Thursday, 14 January 2016: 8:45 AM
Room 231/232 ( New Orleans Ernest N. Morial Convention Center)
In the past decade, ECMWF has improved substantially the model components and the algorithms used to estimate the initial and forecast states, expressed in terms of a probability distribution function (PDF) of earth-system states. Atmospheric processes have been made more realistic, and ocean processes, aerosols and chemical species have been included in the forecast model. These advances have led to the extension of ensemble-based, probabilistic predictions out to sub-seasonal and seasonal time ranges. How far ahead can we provide skilful forecasts? More precisely, if we consider phenomena with increasingly coarse scales (both spatially and temporally), how far ahead can we predict them?
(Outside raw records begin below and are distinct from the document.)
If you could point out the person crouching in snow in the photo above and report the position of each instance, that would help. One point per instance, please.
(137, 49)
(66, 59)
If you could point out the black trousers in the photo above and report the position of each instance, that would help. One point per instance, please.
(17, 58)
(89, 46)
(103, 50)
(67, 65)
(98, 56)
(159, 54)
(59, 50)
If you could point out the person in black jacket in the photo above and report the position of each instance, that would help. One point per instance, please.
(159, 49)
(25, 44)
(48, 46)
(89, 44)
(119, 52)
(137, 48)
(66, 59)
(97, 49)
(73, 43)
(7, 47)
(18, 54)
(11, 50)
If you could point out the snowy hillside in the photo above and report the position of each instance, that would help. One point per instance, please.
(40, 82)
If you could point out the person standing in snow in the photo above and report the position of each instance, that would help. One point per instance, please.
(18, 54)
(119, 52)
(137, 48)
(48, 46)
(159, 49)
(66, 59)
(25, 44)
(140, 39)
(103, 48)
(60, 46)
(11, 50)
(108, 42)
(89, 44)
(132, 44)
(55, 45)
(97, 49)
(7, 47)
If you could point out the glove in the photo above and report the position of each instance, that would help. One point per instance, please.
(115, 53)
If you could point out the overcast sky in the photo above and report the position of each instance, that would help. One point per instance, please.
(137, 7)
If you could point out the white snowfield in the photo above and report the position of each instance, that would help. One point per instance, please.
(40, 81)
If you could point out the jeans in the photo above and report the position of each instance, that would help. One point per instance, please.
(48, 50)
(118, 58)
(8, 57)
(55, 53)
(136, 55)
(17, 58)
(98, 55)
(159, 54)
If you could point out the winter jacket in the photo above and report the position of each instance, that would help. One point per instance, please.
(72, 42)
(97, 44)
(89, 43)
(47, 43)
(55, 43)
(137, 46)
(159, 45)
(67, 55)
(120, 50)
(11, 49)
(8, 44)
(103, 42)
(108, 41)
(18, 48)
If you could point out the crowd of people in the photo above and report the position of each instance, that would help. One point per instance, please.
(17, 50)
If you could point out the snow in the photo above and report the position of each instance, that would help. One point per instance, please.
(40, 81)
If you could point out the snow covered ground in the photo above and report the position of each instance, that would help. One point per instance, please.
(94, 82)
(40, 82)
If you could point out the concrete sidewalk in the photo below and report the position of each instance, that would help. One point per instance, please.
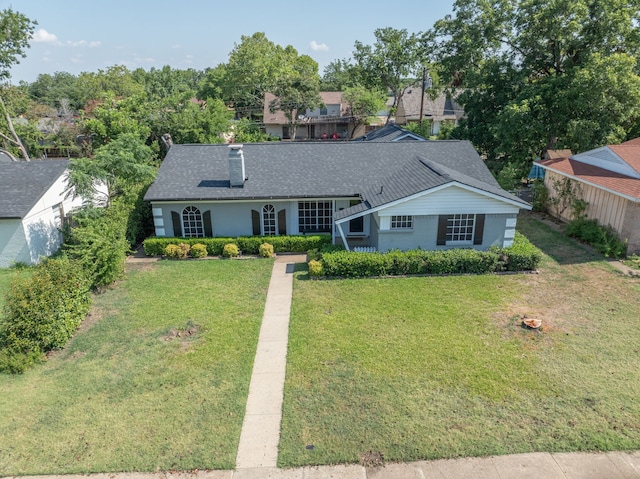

In this talk, these questions are addressed applying the forecast skill horizon framework to ECMWF ensemble forecasts. Results based on 1 year of forecasts indicate that the forecast skill horizon for instantaneous, grid-point fields is between 16‒23 days, while it is considerably longer for time- and spatial-average fields. Forecast skill horizons longer than the 2 weeks, thought to be the limit up to twenty years ago, are now achievable thanks to major advances in numerical weather prediction. These aspects of predictability, and how ECMWF plans to further exploit them, will be discussed in this talk.